Les quatre grands partis avaient déjà commencé la rédaction de leurs programmes électoraux au cours de cette année, la majorité d’entre eux ayant optés pour des groupes de travail. La rentrée de septembre devait être la date butoir pour adopter ces textes, avant d’aller à la quête de candidats s’identifiant avec ce programme et ayant envie de le défendre devant les électeurs. Cette fois, la chronologie pourrait être inversée, les candidats devant probablement se déclarer avant l’adoption définitive des programmes électoraux. « Traditionnellement, dit Yves Cruchten, nos programmes faisaient 100 à 120 pages. Bien que nous ayons bien avancé, il est peu probable que celui de cette année prenne cette envergure. Nous allons probablement nous axer sur cinq ou six thèmes centraux. » Et de citer, « je suppose », l’emploi, l’économie, le logement ou la justice sociale... Même son de cloche auprès des autres partis : il faudra désormais accélérer les choses pour une adoption de programmes ultra-light avant septembre et une campagne électorale qui sera un sprint de six semaines, entre début septembre et fin octobre, au lieu du traditionnel marathon de presque un an.

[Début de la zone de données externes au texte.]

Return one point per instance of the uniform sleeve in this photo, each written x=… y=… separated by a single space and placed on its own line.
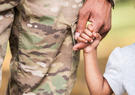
x=113 y=73
x=6 y=20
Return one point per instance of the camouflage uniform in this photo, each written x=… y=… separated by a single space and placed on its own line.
x=40 y=35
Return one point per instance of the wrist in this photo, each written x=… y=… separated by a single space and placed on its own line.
x=111 y=3
x=89 y=50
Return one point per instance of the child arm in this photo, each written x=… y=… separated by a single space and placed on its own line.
x=97 y=84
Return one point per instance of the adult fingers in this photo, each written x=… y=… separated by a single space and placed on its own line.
x=80 y=46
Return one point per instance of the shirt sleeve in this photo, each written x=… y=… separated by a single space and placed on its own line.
x=113 y=72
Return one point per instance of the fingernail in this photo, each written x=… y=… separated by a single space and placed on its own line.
x=91 y=41
x=86 y=41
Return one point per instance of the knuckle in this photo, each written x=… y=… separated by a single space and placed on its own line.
x=107 y=28
x=100 y=22
x=82 y=13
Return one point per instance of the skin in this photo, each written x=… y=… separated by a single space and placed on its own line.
x=98 y=12
x=97 y=84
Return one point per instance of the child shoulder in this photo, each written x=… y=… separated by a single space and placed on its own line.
x=127 y=50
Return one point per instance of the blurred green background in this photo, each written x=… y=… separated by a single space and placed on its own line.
x=121 y=34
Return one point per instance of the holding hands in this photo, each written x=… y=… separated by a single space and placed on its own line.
x=89 y=38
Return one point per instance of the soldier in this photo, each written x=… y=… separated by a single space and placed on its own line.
x=41 y=40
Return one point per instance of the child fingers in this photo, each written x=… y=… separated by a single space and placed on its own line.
x=90 y=27
x=86 y=37
x=97 y=36
x=80 y=39
x=87 y=32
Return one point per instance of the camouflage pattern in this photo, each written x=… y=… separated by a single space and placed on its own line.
x=41 y=40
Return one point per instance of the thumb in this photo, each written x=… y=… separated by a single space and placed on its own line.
x=82 y=20
x=97 y=25
x=79 y=46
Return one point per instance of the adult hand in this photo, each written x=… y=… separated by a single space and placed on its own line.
x=98 y=12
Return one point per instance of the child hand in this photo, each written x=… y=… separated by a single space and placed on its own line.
x=93 y=45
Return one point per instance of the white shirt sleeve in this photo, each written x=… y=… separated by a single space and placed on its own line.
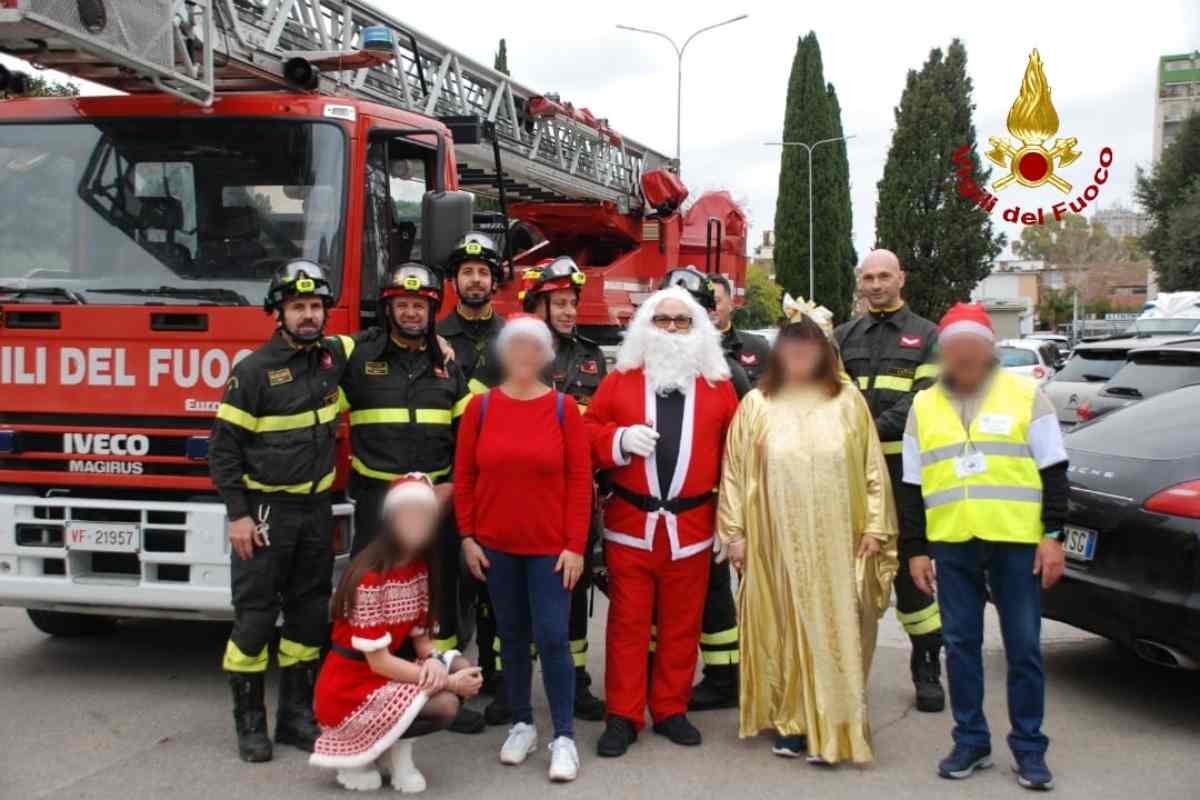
x=1045 y=434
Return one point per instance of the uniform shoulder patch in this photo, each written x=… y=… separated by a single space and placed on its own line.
x=277 y=377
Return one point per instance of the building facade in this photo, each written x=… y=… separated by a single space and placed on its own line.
x=1176 y=97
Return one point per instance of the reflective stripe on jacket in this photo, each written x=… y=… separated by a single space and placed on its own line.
x=1001 y=503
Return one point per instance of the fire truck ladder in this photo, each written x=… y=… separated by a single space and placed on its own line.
x=198 y=48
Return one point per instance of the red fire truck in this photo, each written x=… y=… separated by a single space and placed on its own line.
x=139 y=232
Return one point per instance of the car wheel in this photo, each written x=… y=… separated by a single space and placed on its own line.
x=70 y=625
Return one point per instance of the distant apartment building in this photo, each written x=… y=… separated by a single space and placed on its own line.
x=1177 y=96
x=1120 y=221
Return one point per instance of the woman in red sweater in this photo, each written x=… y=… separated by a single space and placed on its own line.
x=522 y=497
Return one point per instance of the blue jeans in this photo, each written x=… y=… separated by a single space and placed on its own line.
x=965 y=573
x=532 y=606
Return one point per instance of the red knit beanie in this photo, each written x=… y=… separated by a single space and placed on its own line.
x=966 y=318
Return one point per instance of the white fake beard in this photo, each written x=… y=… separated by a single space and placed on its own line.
x=672 y=360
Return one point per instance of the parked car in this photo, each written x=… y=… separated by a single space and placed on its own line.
x=1147 y=372
x=1133 y=533
x=1061 y=342
x=1089 y=368
x=1030 y=358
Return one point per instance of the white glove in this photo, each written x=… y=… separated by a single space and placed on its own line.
x=639 y=440
x=721 y=549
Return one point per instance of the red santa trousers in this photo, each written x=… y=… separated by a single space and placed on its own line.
x=639 y=583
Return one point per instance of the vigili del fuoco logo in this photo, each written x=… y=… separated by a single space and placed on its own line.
x=1029 y=162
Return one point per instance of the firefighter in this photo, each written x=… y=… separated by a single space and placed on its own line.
x=405 y=400
x=471 y=329
x=271 y=458
x=750 y=350
x=891 y=354
x=579 y=367
x=719 y=631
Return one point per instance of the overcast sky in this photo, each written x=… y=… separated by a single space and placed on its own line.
x=1099 y=60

Si les partis qui disposent au moins d’une fraction au parlement, ont de grosses machines derrière eux pour réaliser ce défi organisationnel historique, ce sont les plus petits qui en pâtiront : l’ADR allégé, la Gauche, le nouveau PID, le Parti communiste ou le Parti pirate, qui, triomphant de cette opportunité de se présenter, fut le premier à publier une liste complète, pour la circonscription Nord, le week-end dernier. Alors que les grands disposent de réserves de financement à avancer jusqu’au remboursement des frais de campagne prévu par la loi, ces élections anticipées constituent un casse-tête financier pour les petits, qui n’ont pas de garantie de voir un des leurs élus pour se voir attribuer ces frais de campagne.

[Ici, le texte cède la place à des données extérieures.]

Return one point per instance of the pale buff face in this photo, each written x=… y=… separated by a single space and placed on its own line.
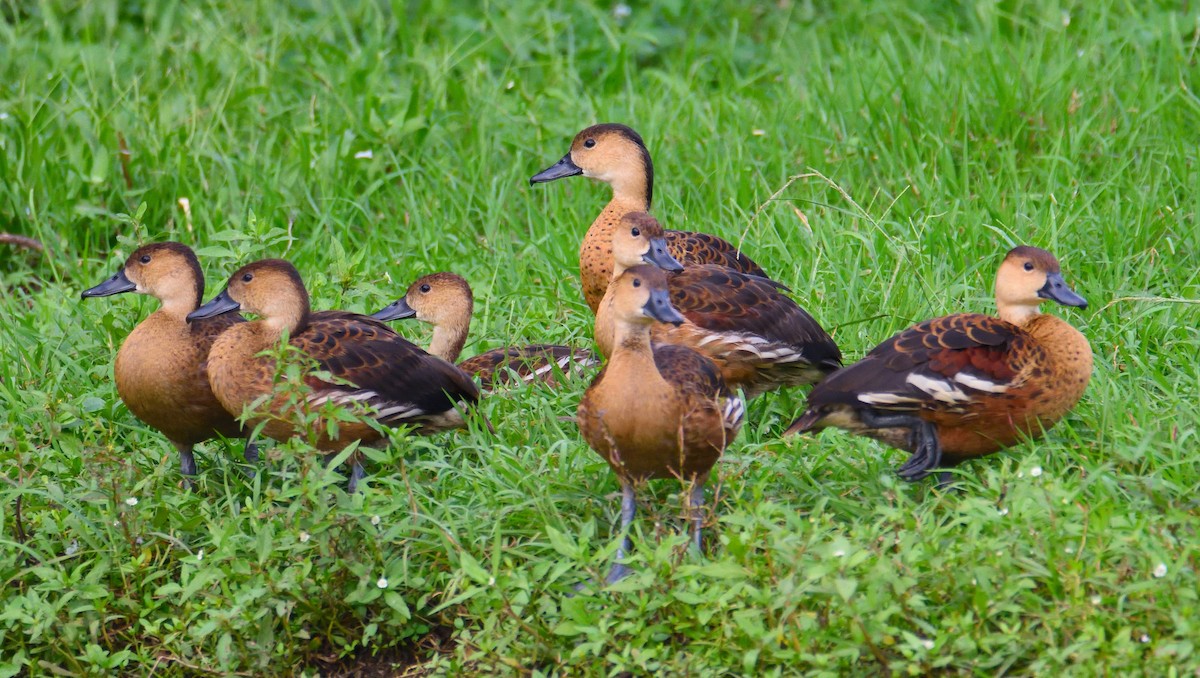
x=441 y=299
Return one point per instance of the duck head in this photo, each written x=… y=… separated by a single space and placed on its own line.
x=640 y=239
x=1027 y=277
x=270 y=288
x=438 y=299
x=610 y=153
x=168 y=271
x=640 y=297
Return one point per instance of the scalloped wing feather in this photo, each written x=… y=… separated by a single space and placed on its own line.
x=691 y=247
x=399 y=379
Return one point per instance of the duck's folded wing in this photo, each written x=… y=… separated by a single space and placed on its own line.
x=696 y=375
x=721 y=300
x=373 y=365
x=948 y=364
x=691 y=247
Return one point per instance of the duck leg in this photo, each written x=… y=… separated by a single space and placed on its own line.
x=628 y=509
x=357 y=474
x=696 y=505
x=186 y=463
x=251 y=453
x=927 y=453
x=927 y=449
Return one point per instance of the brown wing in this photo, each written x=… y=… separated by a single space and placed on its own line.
x=721 y=300
x=701 y=381
x=399 y=379
x=943 y=365
x=691 y=247
x=535 y=363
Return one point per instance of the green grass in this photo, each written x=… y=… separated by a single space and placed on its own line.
x=877 y=157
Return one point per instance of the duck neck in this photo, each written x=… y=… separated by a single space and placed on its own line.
x=178 y=307
x=633 y=189
x=1019 y=315
x=449 y=339
x=631 y=341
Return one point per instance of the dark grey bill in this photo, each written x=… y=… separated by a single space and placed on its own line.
x=1056 y=289
x=559 y=169
x=112 y=286
x=660 y=309
x=394 y=311
x=220 y=304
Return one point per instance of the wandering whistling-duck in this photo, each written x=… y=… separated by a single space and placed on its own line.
x=160 y=370
x=655 y=412
x=445 y=301
x=371 y=365
x=616 y=155
x=759 y=337
x=965 y=385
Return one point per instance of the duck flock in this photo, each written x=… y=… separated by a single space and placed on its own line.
x=687 y=324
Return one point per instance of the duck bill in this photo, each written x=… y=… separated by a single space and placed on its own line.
x=660 y=309
x=659 y=256
x=558 y=171
x=112 y=286
x=220 y=304
x=1055 y=289
x=395 y=311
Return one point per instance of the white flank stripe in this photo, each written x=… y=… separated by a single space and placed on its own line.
x=940 y=389
x=886 y=399
x=979 y=383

Décalage Au final, il aura manqué presque une session parlementaire complète à la majorité sortante pour finaliser un certain nombre de ses grandes réformes annoncées – et préparées depuis au moins quatre ans, sinon depuis la législature précédente : la réforme de l’enseignement secondaire, celle du statut des fonctionnaires ou de la constitution, qui étaient toutes les trois sur la dernière ligne droite. Mais aussi des dossiers comme la révision de l’assurance-dépendance ou du plan hospitalier, la grande réforme de la justice ou le vote du projet du tram... Tous ces thèmes se retrouveront donc dans les programmes électoraux pour la prochaine législature, qui durera cinq ans elle aussi et se terminera en juin 2018 (« En cas de dissolution de la Chambre, la sortie des députés élus après la dissolution a lieu (...) l’année qui suivra l’ouverture de la cinquième session ordinaire », article 123 de la loi électorale).
Le deuxième décalage qui s’opère avec ces élections anticipées est la séparation tant revendiquée par certains partis des deux scrutins, législatif et européen : les élections européennes auront lieu comme prévu le 25 mai 2014. À voir si on aura ce débat d’autant plus passionnant des questions européennes et si les candidats seront nettement plus enthousiastes eux-mêmes. « Ce qui est certain, c’est que nous risquons de nous retrouver en campagne permanente durant un an, » estime Laurent Zeimet du CSV.